In a study on adipose tissue, overexpression of Slc25a28 in C57BL/6J mice via adenovirus injection promoted lipid accumulation in white and brown adipose tissue, increased body weight, reduced serum triglyceride, and impaired serum glucose tolerance. It achieved this by reducing the protein expression of adipose TG lipase (ATGL) and inhibiting BAT formation [1]. In hepatic stellate cells, the BRD7-P53-Slc25a28 axis was found to play a crucial role in regulating ferroptosis. Mitochondrial p53 interacted with Slc25a28, enhancing its activity and leading to abnormal redox-active iron accumulation [2]. Microglial Slc25a28 deficiency in mice with intracerebral hemorrhage (ICH) ameliorated neuroinflammation, brain edema, and other injuries by restricting aerobic glycolysis. ICH stimulated mitochondrial iron overload and upregulated Slc25a28 expression [3].

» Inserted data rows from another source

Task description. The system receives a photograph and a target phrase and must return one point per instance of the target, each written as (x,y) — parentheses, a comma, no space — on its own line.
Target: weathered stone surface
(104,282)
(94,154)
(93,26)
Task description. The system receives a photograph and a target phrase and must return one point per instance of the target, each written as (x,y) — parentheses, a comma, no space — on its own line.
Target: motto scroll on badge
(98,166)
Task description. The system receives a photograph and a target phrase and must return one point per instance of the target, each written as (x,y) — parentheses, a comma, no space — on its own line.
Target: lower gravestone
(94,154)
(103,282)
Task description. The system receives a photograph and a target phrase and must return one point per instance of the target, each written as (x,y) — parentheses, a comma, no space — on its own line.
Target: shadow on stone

In summary, Slc25a28 is essential for maintaining mitochondrial iron homeostasis and is involved in processes like adipogenesis, ferroptosis, and microglia activation after ICH. Mouse models with Slc25a28 overexpression or deficiency have revealed its role in these biological processes and associated disease conditions, highlighting its potential as a therapeutic target in obesity-related diseases, liver fibrosis, and ICH [1,2,3].